- About Us
As a small fruit research technician Ann Hummell provides technical support for up to 16 different research projects at once. "My duties in these projects range from establishing research protocols to construction of growing systems, plant maintenance, data collection, data analysis and generating publication quality graphs and figures."
Hummell's responsibilities at the Appalachian Fruit Research Station are dictated by project priority and the seasons. "During the first part of the year, the focus falls on harvesting out-of-season strawberries, winter pruning and training of field bramble crops, and analyzing data. In the summer the focus shifts to the training of field bramble crops, the harvesting of field grown strawberries and brambles, and the production of mother plants for strawberry plug production. Late summer focuses on the production of strawberry plugs and their establishment into annual hill culture."

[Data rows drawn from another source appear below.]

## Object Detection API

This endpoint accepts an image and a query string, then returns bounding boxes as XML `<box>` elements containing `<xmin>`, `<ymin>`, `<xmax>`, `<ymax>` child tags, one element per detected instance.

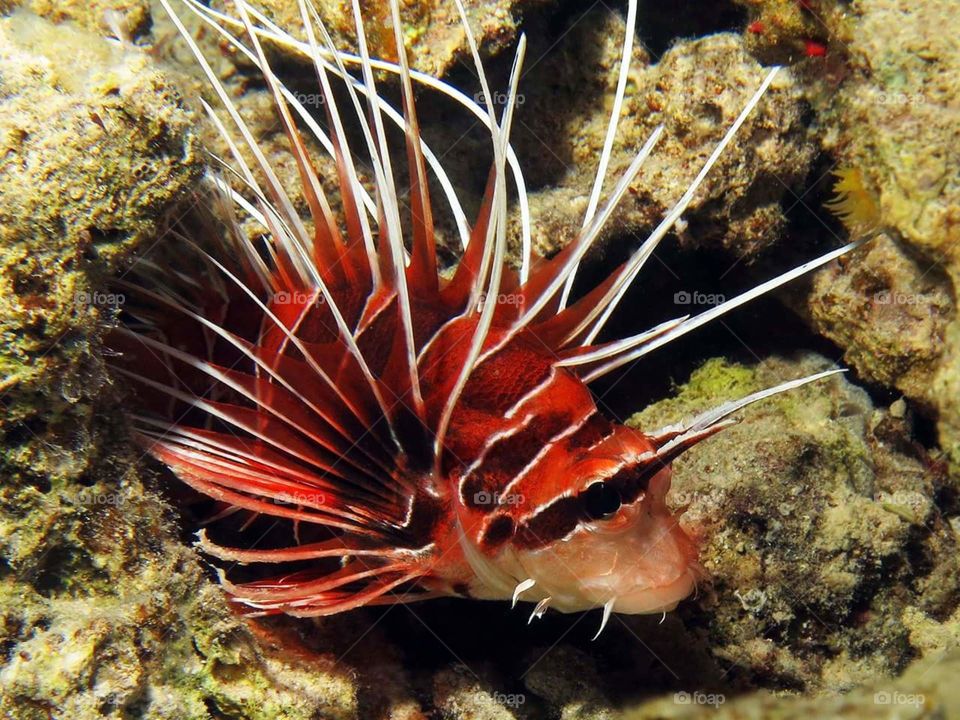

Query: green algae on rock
<box><xmin>0</xmin><ymin>11</ymin><xmax>356</xmax><ymax>720</ymax></box>
<box><xmin>632</xmin><ymin>356</ymin><xmax>960</xmax><ymax>692</ymax></box>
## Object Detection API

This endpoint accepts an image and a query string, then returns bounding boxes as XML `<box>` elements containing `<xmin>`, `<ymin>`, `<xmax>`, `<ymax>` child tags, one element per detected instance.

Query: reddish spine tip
<box><xmin>804</xmin><ymin>40</ymin><xmax>827</xmax><ymax>57</ymax></box>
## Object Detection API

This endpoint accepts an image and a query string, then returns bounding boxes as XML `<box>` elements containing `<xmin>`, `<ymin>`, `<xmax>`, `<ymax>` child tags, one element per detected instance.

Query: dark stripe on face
<box><xmin>514</xmin><ymin>497</ymin><xmax>583</xmax><ymax>550</ymax></box>
<box><xmin>566</xmin><ymin>412</ymin><xmax>613</xmax><ymax>452</ymax></box>
<box><xmin>460</xmin><ymin>413</ymin><xmax>571</xmax><ymax>513</ymax></box>
<box><xmin>480</xmin><ymin>514</ymin><xmax>516</xmax><ymax>550</ymax></box>
<box><xmin>604</xmin><ymin>460</ymin><xmax>664</xmax><ymax>505</ymax></box>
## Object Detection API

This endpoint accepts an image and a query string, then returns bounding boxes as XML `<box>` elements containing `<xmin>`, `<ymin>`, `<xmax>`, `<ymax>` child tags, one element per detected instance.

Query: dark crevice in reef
<box><xmin>623</xmin><ymin>0</ymin><xmax>748</xmax><ymax>61</ymax></box>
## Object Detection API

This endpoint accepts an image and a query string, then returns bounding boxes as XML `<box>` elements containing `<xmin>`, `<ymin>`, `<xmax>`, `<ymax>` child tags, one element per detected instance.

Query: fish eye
<box><xmin>580</xmin><ymin>482</ymin><xmax>622</xmax><ymax>520</ymax></box>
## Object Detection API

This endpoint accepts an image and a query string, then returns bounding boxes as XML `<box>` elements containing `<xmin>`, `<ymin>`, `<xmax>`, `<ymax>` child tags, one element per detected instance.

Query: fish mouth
<box><xmin>614</xmin><ymin>565</ymin><xmax>699</xmax><ymax>615</ymax></box>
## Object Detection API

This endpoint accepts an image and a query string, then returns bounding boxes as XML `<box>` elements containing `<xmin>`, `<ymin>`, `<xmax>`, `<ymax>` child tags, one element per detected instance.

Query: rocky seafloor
<box><xmin>0</xmin><ymin>0</ymin><xmax>960</xmax><ymax>720</ymax></box>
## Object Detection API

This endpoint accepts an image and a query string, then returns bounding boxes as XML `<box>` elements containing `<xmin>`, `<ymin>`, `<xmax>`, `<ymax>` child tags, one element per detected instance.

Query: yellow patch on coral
<box><xmin>824</xmin><ymin>168</ymin><xmax>880</xmax><ymax>232</ymax></box>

Hummell enjoys the scientific process of the research. "The greatest rewards come from taking a research project from the idea stage, through the developmental stage, to the publication stage. I guess you could say I enjoy seeing the "fruits" of my labor."
Hummell traces her career path back to two internships. "After interacting with a faculty member with interests in small fruits through my internship with the Consumer Horticulture Center at the Farm Science Review, I decided to take the small fruit management course. I found my niche: fruit research, following my junior year while serving as the Lonz Foundation Viticulture Intern at OARDC in Wooster."